Purification and spectral characterization of a 121-kilodalton phytochrome from etiolated pea (Pisum sativum L.) seedlings

Procedures for the purification of native phytochrome from etiolated pea seedlings without the use of immuno-purification techniques are described. Phytochrome (in the P_FR form) was purified by polyethyleneglycol fractionation, adsorption to pentyl agarose and batch elution, chromatography on DEAE-Sepharose, adsorption to phenyl Toyopearl and batch elution, and chromatography on Red Toyopearl. The resulting phytochrome had specific absorbance ratios (SAR = A₆₆₆/A₂₈₀ of P_R) that ranged from 0.55 to 0.6. The subsequent chromatography on Sephacryl S-300 yielded very pure phytochrome with a SAR of 0.98. P_R and P_FR peaks in the difference spectrum of the phytochrome were centered at 665 and 730 nm, respectively. The spectral change ratio (ΔAr/ΔAfr) of the difference spectrum was unchanged after the chromatography on phenyl Toyopearl, and the value was 1.05-1.08, indicating that the spectral properties of this preparation were intact.
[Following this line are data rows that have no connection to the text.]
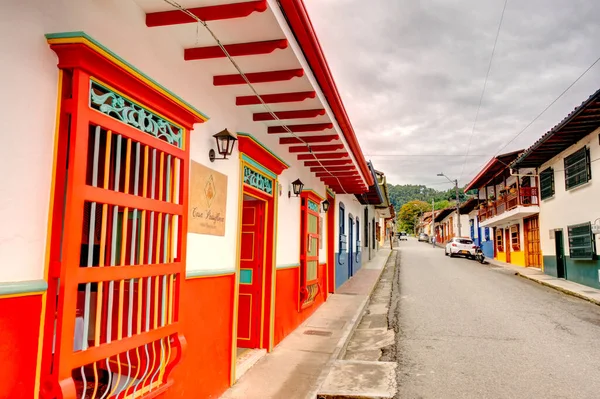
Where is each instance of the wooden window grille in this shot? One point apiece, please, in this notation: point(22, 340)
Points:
point(577, 168)
point(309, 249)
point(515, 238)
point(547, 183)
point(581, 241)
point(500, 240)
point(117, 252)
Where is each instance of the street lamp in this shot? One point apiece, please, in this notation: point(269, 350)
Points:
point(457, 201)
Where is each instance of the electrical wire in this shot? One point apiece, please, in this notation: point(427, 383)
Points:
point(541, 113)
point(243, 75)
point(487, 75)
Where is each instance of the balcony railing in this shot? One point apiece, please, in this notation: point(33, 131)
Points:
point(526, 196)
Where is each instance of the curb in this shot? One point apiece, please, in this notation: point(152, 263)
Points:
point(345, 338)
point(561, 289)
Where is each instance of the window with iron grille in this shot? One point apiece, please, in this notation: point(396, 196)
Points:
point(581, 241)
point(577, 168)
point(547, 183)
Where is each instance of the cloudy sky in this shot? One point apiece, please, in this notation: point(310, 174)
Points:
point(411, 74)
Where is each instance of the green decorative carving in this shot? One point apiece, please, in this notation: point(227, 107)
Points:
point(258, 181)
point(110, 103)
point(313, 206)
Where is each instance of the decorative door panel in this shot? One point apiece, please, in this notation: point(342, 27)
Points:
point(251, 272)
point(117, 251)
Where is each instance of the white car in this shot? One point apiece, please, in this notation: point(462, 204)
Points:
point(459, 246)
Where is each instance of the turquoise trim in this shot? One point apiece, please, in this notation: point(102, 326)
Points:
point(23, 287)
point(68, 35)
point(258, 166)
point(263, 146)
point(288, 266)
point(207, 273)
point(245, 276)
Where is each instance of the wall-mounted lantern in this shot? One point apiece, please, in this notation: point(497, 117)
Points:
point(225, 143)
point(297, 186)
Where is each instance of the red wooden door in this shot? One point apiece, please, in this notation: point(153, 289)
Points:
point(251, 275)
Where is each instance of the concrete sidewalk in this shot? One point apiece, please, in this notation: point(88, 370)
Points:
point(568, 287)
point(297, 366)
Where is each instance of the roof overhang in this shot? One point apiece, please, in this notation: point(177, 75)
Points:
point(582, 121)
point(495, 166)
point(274, 44)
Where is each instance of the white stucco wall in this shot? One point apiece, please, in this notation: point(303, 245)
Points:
point(29, 79)
point(578, 205)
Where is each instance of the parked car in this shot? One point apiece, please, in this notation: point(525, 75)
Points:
point(459, 246)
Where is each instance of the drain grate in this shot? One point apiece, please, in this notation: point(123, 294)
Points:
point(319, 333)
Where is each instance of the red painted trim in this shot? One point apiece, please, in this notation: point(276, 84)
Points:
point(254, 150)
point(301, 25)
point(258, 77)
point(325, 155)
point(315, 127)
point(308, 139)
point(300, 114)
point(337, 162)
point(234, 50)
point(332, 169)
point(275, 98)
point(210, 13)
point(316, 148)
point(80, 56)
point(339, 174)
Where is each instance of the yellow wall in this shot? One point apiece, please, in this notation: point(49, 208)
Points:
point(501, 257)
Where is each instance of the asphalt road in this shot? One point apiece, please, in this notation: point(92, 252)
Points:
point(467, 330)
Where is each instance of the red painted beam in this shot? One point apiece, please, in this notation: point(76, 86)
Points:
point(330, 168)
point(210, 13)
point(301, 114)
point(308, 139)
point(257, 77)
point(336, 162)
point(234, 50)
point(323, 155)
point(276, 98)
point(315, 127)
point(317, 148)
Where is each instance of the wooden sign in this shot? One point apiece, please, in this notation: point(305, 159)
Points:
point(208, 201)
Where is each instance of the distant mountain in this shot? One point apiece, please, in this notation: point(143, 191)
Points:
point(401, 194)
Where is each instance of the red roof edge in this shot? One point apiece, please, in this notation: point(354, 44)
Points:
point(302, 27)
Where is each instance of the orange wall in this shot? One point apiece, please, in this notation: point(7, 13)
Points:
point(287, 317)
point(19, 332)
point(206, 314)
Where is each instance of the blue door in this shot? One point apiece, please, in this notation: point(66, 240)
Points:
point(350, 245)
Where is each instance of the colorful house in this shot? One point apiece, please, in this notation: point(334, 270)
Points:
point(509, 205)
point(565, 161)
point(165, 209)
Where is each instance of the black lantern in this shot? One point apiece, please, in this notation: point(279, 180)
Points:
point(225, 143)
point(297, 186)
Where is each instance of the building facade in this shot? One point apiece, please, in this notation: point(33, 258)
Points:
point(565, 161)
point(165, 210)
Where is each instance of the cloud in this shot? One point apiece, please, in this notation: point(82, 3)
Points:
point(411, 75)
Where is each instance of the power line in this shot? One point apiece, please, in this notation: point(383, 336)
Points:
point(542, 113)
point(484, 87)
point(243, 75)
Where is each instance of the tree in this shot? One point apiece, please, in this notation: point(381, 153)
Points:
point(409, 214)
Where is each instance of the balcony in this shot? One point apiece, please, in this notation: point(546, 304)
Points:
point(516, 205)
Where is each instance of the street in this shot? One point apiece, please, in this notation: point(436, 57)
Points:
point(468, 330)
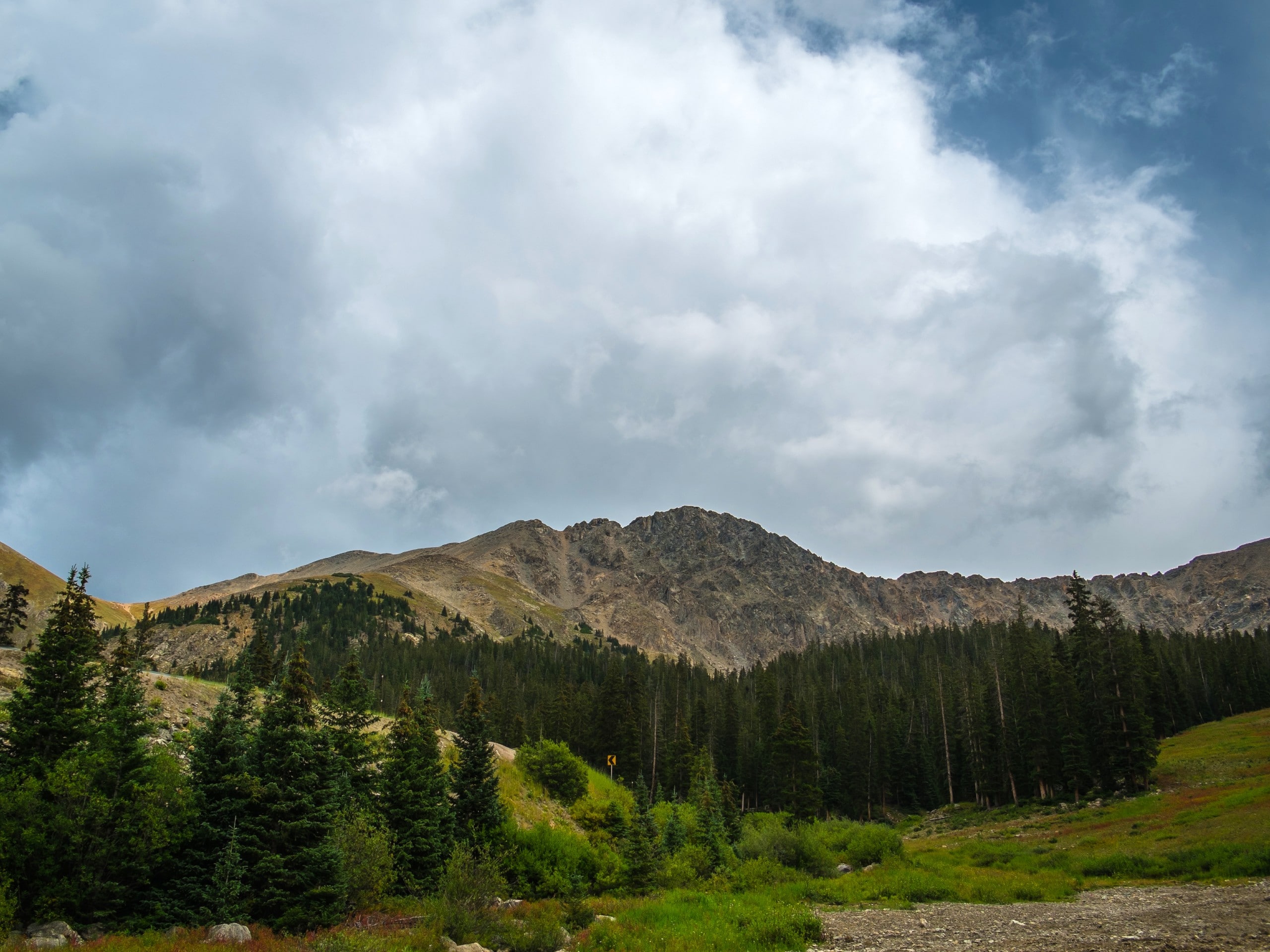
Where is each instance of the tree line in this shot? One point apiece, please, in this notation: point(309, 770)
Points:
point(990, 713)
point(281, 806)
point(277, 810)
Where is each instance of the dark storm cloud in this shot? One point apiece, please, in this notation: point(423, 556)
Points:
point(290, 280)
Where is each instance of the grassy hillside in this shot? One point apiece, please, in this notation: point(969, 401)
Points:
point(1209, 819)
point(45, 586)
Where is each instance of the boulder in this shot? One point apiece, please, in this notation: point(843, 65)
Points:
point(51, 936)
point(229, 932)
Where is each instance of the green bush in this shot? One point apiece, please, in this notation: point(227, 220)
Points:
point(816, 848)
point(468, 888)
point(540, 930)
point(858, 843)
point(798, 848)
point(605, 817)
point(685, 869)
point(552, 862)
point(554, 766)
point(759, 874)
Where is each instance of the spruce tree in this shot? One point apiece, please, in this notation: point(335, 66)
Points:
point(13, 612)
point(414, 796)
point(198, 888)
point(708, 799)
point(87, 808)
point(348, 711)
point(479, 814)
point(675, 837)
point(55, 708)
point(296, 873)
point(642, 843)
point(794, 766)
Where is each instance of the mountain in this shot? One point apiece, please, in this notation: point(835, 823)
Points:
point(728, 593)
point(44, 586)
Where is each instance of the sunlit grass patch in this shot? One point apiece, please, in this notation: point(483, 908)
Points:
point(706, 922)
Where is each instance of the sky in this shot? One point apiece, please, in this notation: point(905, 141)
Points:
point(971, 286)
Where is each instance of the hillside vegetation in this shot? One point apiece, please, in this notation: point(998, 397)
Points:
point(44, 587)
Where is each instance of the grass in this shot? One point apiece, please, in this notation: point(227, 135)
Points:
point(1209, 819)
point(705, 922)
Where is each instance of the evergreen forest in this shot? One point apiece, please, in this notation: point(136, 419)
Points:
point(286, 809)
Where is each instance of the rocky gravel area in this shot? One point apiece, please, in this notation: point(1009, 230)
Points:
point(1123, 918)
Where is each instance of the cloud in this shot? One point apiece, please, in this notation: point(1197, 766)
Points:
point(1152, 98)
point(281, 281)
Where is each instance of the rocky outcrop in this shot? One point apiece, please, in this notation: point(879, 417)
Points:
point(51, 936)
point(235, 933)
point(728, 593)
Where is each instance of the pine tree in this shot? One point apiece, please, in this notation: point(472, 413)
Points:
point(219, 766)
point(642, 843)
point(479, 813)
point(296, 873)
point(55, 708)
point(13, 611)
point(708, 799)
point(675, 837)
point(228, 903)
point(794, 766)
point(258, 659)
point(414, 796)
point(87, 808)
point(347, 711)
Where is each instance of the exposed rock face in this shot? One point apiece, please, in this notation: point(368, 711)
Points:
point(729, 593)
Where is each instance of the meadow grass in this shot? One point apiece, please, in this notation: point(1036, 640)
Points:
point(1208, 819)
point(691, 921)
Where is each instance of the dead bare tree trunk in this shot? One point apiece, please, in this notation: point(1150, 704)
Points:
point(948, 758)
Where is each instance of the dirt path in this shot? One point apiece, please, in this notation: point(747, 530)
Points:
point(1157, 918)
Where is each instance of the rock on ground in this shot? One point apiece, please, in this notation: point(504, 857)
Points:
point(1175, 918)
point(51, 936)
point(229, 932)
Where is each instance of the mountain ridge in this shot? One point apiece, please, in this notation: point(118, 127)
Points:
point(728, 593)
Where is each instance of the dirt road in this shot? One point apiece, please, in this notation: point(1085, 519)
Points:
point(1127, 918)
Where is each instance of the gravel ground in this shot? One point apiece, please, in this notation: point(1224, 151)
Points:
point(1137, 918)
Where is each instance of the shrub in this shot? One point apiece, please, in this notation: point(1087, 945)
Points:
point(858, 843)
point(758, 874)
point(600, 817)
point(554, 766)
point(539, 930)
point(365, 847)
point(798, 848)
point(550, 862)
point(685, 869)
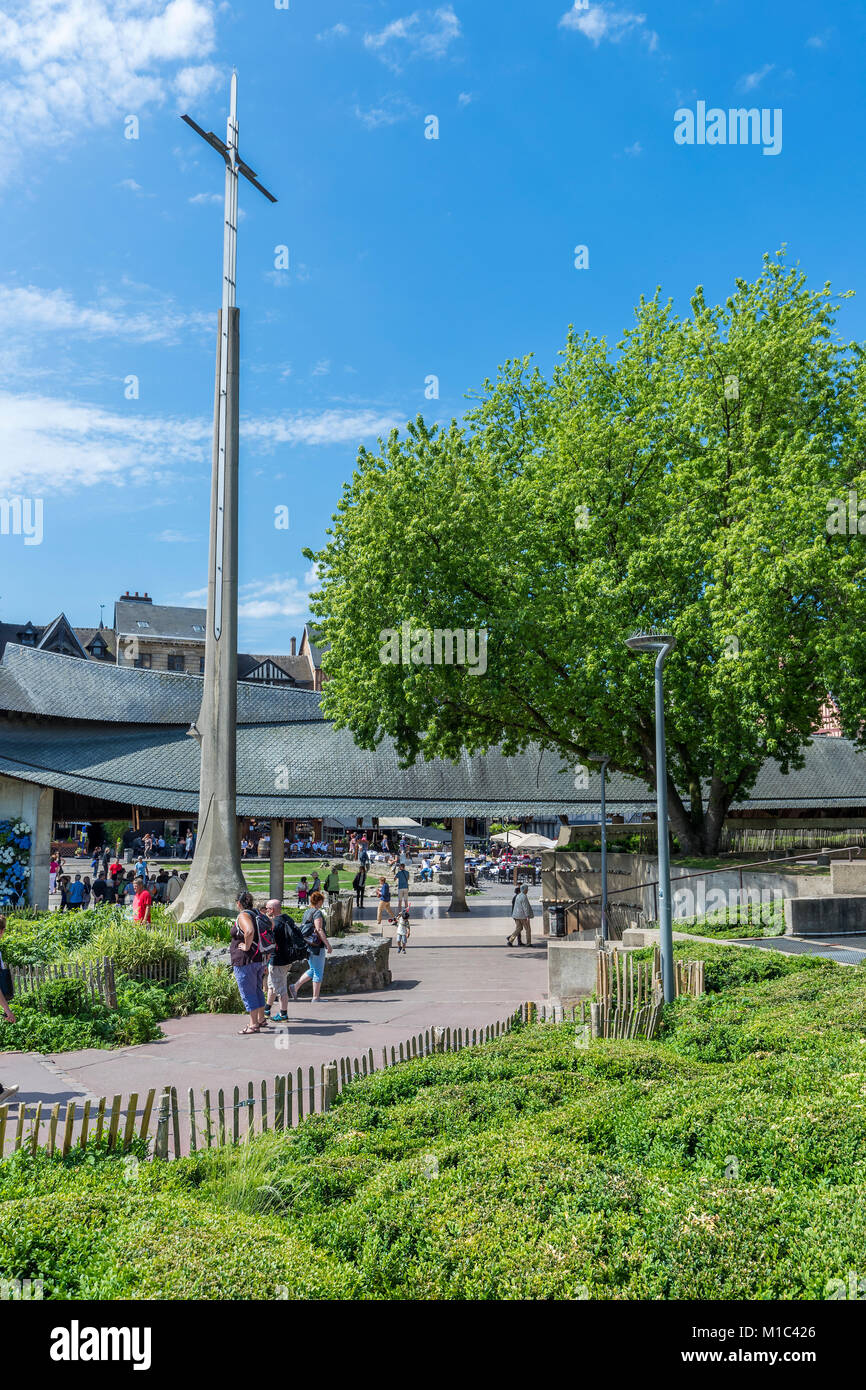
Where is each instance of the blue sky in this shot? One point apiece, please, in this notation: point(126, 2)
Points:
point(407, 256)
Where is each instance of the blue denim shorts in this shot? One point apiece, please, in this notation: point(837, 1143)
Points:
point(249, 983)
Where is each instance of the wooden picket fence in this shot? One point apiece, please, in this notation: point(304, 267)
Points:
point(97, 976)
point(227, 1118)
point(628, 994)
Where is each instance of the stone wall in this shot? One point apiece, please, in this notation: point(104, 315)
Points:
point(356, 965)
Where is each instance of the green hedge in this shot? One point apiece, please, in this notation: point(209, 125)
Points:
point(722, 1161)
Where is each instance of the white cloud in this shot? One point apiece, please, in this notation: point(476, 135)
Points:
point(426, 34)
point(606, 22)
point(277, 597)
point(392, 110)
point(751, 79)
point(327, 427)
point(70, 66)
point(54, 310)
point(68, 445)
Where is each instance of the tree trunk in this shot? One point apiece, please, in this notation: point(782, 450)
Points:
point(699, 831)
point(275, 876)
point(458, 866)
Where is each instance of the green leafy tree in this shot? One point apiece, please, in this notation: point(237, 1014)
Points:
point(684, 483)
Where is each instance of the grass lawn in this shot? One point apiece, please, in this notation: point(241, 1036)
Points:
point(257, 872)
point(726, 1159)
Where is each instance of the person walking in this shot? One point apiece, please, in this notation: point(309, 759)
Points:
point(75, 894)
point(402, 880)
point(6, 993)
point(384, 895)
point(313, 930)
point(359, 883)
point(141, 902)
point(246, 965)
point(521, 915)
point(332, 884)
point(278, 966)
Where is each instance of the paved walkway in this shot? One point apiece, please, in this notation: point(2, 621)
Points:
point(464, 982)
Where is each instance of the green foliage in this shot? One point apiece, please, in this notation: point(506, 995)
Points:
point(724, 1161)
point(627, 489)
point(134, 945)
point(34, 937)
point(63, 1015)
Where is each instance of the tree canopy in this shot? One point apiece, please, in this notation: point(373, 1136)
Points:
point(683, 481)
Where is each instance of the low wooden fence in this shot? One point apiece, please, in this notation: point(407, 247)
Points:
point(218, 1118)
point(628, 993)
point(96, 975)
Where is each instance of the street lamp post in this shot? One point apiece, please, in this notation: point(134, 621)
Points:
point(603, 759)
point(660, 644)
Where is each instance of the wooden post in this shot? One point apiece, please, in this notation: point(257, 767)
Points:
point(328, 1086)
point(161, 1127)
point(109, 979)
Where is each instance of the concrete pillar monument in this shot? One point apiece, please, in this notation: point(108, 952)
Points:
point(216, 876)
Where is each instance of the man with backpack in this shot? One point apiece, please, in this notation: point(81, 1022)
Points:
point(313, 930)
point(291, 947)
point(252, 948)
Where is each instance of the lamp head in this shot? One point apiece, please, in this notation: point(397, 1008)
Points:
point(651, 640)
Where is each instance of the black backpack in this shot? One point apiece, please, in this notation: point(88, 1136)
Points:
point(310, 934)
point(264, 944)
point(293, 945)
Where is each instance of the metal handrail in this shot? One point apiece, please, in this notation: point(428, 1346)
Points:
point(699, 873)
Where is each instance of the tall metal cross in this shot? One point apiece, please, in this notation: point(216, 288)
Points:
point(234, 166)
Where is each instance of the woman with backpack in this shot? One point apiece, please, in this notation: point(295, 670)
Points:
point(313, 930)
point(521, 916)
point(248, 963)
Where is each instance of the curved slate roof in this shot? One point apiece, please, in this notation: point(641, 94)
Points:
point(120, 734)
point(63, 687)
point(295, 770)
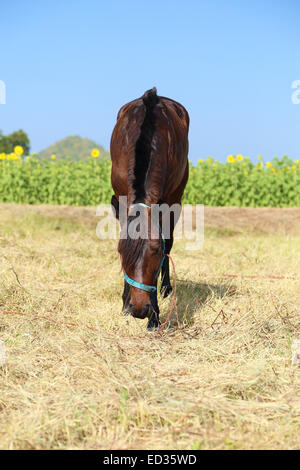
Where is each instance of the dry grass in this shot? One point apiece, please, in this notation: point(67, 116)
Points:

The absorption spectra indicated that the peak absorbance of P_FR was at 728-730 nm and that of P_R was at 666-667 nm. These peak positions were essentially same as those obtained with the undegraded oat phytochrome. Incubation of the sample purified on Sephacryl S-300 at 25°C for 5 h in either the P_R or P_FR form did not result in degradation of the molecule. The rate of dark reversion of P_FR observed with the purified pea phytochrome was similar to that observed in vivo. The addition of dithionite had no effect on the reversion rate.